The Toru come from Fritz Leiber’s The Wanderer, which is not a great book. Their society is completely un-known, and while the primary example is a cat-person, there are apparently other anthropomorphic races who live on their world, as well. While the name has been changed, the specifics of Paizo’s world remain the same for these Toru: their planet has an elongated orbit that causes winter and summer to last for generations, and fall and winter to last for a single generation. They are, culturally, dragon-riders, though this isn’t necessarily reflected in their stats. In fact, stat-wise, they’re slightly cat-like humans, a great race choice for something that’s almost human, but different enough to feel like something else.
Due to the long, slow orbit of the planet Rhysis, its seasons last for generations. Nearly two hundred years pass before summer begins to change to winter, and back again. The races of Rhysis have adapted to this shift, over time, and none moreso than the Toru, the planet’s dominant race. Toru are cat-like in appearance, lightly furred in the Summer and thickly coated in the Winter, with pointed ears and lithe movements.
Ability score increase. Choose either Dexterity or Charisma. That ability score increases by 2.
Age. Toru mature more quickly than humans do, reaching adulthood by the age of 14. Their adulthood lasts much longer before they are considered old, however, and they rarely live longer than 80 years.
Alignment. During the Winter, Toru value community and careful observance of the social order necessary to survive the long, harsh decades. During the Summer, however, Toru are more individualistic and self-reliant. No matter the season, they value generosity and kindness, and tend towards good alignments.
Size. Toru are about the same size as humans, ranging from 5 to 6 feet tall. Your size is medium.
Speed. Your base walking speed is 30 feet.
Darkvision. Thanks to their cat-like eyes, Toru can see in dark and dim conditions. You can see in dim light within 60 feet of you as if it were bright light, and in darkness as if it were dim light. You can’t discern color in darkness, only shades of gray.
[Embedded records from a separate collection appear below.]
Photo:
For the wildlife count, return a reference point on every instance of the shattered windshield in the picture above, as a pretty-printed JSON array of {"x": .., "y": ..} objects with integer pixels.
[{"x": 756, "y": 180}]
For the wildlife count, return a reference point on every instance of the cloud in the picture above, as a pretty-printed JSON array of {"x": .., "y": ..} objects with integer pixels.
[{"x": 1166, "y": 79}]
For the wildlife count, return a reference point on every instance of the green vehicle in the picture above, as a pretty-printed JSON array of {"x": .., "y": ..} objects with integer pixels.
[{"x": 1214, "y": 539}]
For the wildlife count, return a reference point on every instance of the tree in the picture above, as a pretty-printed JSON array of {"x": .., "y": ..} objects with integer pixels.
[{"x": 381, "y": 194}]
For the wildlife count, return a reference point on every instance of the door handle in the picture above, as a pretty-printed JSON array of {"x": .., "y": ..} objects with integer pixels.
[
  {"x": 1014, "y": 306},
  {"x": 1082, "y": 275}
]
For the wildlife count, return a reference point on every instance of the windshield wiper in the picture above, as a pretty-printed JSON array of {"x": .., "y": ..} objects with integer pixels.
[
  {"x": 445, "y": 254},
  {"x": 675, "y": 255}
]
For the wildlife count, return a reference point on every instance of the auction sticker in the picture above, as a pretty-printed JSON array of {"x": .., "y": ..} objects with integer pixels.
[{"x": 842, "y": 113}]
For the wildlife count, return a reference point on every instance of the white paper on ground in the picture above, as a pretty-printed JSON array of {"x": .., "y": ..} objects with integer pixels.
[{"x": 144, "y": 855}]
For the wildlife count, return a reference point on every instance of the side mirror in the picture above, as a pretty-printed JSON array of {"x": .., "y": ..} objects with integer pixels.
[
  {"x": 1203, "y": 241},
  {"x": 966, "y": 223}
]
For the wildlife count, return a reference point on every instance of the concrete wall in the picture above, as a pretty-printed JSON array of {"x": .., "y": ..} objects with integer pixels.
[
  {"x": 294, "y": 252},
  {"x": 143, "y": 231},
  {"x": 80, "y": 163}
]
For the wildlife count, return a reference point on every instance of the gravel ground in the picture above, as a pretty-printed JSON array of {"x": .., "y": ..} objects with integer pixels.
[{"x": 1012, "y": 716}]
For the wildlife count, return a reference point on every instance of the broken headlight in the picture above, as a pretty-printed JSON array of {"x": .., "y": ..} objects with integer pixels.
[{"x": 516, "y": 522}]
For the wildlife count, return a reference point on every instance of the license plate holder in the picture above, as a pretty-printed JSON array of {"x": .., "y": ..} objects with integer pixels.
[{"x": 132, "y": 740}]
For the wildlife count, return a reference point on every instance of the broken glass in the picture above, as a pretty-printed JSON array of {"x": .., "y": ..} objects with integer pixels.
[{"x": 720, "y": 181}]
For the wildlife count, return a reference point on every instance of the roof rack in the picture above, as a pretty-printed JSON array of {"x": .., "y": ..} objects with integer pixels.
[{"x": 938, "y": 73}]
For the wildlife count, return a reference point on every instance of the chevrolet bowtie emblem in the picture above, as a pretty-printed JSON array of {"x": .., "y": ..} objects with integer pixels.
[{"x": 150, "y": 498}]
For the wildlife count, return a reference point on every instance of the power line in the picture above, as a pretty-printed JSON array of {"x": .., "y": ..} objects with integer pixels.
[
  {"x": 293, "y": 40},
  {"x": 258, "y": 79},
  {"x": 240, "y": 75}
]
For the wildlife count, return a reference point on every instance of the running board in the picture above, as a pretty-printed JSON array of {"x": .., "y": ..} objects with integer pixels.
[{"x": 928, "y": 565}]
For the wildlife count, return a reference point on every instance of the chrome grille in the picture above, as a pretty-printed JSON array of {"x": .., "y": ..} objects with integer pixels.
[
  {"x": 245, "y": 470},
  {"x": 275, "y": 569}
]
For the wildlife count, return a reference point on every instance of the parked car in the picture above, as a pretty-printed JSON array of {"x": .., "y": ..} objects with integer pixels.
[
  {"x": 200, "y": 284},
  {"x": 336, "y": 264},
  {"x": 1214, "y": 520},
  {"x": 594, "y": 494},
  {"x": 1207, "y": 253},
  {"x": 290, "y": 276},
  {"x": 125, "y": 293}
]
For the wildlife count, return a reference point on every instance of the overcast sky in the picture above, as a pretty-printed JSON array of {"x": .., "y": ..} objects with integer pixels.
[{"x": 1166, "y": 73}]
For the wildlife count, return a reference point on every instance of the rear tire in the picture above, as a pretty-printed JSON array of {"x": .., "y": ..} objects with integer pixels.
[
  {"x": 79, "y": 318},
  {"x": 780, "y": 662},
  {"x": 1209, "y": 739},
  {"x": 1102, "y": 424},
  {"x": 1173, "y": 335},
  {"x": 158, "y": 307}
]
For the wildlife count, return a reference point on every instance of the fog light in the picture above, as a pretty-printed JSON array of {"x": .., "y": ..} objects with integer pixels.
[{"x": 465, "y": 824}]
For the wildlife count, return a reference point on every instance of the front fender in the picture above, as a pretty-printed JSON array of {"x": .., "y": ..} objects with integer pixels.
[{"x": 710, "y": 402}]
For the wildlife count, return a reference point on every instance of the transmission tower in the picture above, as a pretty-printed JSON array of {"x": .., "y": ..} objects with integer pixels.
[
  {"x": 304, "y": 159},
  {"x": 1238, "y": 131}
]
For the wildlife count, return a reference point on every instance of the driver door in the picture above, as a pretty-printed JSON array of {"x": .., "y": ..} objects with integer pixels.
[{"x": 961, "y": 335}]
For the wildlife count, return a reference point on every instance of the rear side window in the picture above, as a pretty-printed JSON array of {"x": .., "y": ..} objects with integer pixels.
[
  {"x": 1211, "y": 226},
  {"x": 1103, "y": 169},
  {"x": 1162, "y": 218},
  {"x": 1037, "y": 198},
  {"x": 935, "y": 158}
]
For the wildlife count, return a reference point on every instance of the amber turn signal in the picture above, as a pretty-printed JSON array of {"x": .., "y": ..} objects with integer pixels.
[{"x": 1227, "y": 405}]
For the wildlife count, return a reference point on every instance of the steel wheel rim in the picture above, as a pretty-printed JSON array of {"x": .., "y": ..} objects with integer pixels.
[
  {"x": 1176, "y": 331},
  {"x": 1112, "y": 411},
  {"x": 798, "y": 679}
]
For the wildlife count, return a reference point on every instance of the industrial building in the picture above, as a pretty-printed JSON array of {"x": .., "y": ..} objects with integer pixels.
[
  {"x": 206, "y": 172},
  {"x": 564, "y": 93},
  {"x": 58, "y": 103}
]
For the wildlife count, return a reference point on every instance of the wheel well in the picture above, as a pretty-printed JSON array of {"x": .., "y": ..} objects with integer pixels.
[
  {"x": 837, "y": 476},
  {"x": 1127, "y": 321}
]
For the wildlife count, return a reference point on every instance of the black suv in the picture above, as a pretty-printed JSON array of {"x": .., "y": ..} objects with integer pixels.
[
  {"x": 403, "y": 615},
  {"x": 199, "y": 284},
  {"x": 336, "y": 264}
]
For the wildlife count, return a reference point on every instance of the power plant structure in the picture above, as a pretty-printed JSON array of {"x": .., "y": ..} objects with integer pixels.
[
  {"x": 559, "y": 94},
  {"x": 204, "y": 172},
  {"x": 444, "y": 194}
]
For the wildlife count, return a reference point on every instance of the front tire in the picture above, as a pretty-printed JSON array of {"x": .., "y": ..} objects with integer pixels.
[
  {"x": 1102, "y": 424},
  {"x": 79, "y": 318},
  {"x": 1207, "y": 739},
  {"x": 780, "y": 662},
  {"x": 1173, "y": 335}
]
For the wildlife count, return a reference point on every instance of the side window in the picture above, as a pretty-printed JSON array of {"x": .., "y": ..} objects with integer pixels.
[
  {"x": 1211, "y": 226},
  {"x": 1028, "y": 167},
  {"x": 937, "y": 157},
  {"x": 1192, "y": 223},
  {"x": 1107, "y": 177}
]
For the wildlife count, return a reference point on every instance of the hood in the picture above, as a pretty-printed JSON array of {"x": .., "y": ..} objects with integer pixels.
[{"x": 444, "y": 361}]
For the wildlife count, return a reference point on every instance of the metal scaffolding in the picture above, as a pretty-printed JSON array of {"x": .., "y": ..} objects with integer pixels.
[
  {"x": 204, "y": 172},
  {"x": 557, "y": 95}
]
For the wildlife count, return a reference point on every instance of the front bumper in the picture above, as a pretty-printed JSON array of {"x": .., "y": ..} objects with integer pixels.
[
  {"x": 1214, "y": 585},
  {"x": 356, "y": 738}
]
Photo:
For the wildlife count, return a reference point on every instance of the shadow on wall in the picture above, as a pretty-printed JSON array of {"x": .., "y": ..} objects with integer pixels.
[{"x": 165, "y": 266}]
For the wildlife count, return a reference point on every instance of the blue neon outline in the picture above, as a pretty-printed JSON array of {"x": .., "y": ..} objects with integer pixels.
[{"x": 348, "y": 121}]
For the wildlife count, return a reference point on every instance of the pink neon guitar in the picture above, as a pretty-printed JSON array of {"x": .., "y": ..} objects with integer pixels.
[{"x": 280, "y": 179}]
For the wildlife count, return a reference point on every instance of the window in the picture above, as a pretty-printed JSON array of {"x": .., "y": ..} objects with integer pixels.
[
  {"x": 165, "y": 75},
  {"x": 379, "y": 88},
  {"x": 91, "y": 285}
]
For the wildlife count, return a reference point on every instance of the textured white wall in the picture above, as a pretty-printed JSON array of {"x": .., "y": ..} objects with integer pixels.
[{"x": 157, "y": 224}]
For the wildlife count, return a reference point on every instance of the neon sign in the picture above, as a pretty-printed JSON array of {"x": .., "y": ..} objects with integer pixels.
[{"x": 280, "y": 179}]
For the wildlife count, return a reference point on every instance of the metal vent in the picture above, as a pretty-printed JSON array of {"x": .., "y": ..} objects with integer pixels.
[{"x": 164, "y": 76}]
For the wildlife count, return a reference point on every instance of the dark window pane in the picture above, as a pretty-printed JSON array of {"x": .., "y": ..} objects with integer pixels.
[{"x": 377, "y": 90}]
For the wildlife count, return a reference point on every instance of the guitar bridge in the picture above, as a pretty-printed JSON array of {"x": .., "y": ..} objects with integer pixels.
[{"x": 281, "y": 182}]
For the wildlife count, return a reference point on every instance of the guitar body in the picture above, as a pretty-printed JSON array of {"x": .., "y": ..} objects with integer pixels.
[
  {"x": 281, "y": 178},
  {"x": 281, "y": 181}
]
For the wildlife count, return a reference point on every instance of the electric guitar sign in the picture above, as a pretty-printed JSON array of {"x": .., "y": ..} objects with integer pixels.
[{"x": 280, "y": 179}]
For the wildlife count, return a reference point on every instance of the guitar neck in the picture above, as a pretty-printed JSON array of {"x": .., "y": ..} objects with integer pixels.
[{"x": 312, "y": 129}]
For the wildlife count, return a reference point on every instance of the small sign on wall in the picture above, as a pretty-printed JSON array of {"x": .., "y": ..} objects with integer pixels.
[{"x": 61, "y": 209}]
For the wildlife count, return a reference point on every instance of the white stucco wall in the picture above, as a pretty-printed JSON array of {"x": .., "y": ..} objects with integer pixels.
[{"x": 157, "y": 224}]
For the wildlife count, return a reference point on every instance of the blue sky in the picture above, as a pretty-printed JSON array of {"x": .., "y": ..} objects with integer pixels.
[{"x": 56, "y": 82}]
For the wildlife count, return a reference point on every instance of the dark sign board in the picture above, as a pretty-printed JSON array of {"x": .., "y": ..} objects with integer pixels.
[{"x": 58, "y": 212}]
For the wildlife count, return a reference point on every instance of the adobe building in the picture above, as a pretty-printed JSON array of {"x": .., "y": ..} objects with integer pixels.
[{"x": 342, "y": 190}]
Sensitive ears: You have sensitive hairs in your ears, and if you have proficiency in Perception, you double your proficiency bonus. (This has no effect if you do not have proficiency in Perception.)
Versatile. You gain proficiency in one skill of your choice, and with one weapon, tool, or language.
Languages. You can speak, read, and write Torun. Spoken Torun is a tonal language, often requiring two tones to form a word, something only possible because of the construction of Torun tongues. Other races can never learn to speak Torun perfectly, though some can learn to speak it passably. Written Torun is complex, beautiful, and ideographic. The basics are simple, but it can take a lifetime to learn the nuances of the brush strokes required to communicate fluently. Those Toran who master the written language are considered artists of the highest caliber, and Toran singers are prized around the solar system for their ability to sing chords.
Subraces. There are two main kinds of Toru, and few Winterborn ever meet a Summerborn in their lifetime, and vise versa. The third kind of Toru, the Transitional, comprise a single generation that acts as a suffer between the two extreme seasons.
Winterborn Toru are physically prepared for the years of snow and ice.
Ability score increase. Your Constitution increases by 1.
Thick fur: You’re naturally adapted to cold climates, as described in chapter 5 of the Dungeon Master’s Guide.
Ability score increase. Your Strength increases by 1.
Active: You have advantage on Athletics checks.
Transitional Toru are viewed either as heralds of Summer’s return, or pariahs foretelling its end. In either case, their arrival takes on a mystical significance, and they bear a solemn responsibility to prepare their world for the coming changes.
Herald of change. You gain one feat of your choice.
Hacking the Toru
As the primary race and their planet, I wanted the Toru to be humanlike, to mirror their cultural domination of Rhysis. Because the world is covered in snow for generations, though, I wanted to keep their fur (this would also keep them mammals, which is always more attractive for players). The Toru are, essentially, fuzzy humans with darkvision. They lack a little of the human versatility, having to choose between two ability scores, instead of being free to put their points into anything, and their choices are limited in other ways, but they can still get access to a feat. In the Pathfinder setting, Transitional Triaxians have, essentially, no racial abilities, and that seemed unfortunate, to me. If they are supposed to help their people get ready for the change of seasons, it makes sense that they have a little more versatility than their parents or their children, who are locked in to the (useful but limited) seasonal abilities.
Currently, one of my players has built a toru character, and he chose the race specifically because it’s almost human, and my player wanted a mechanically-human character who was still an alien. He’s transitional, so I expect him to run around saying “Winter is coming.”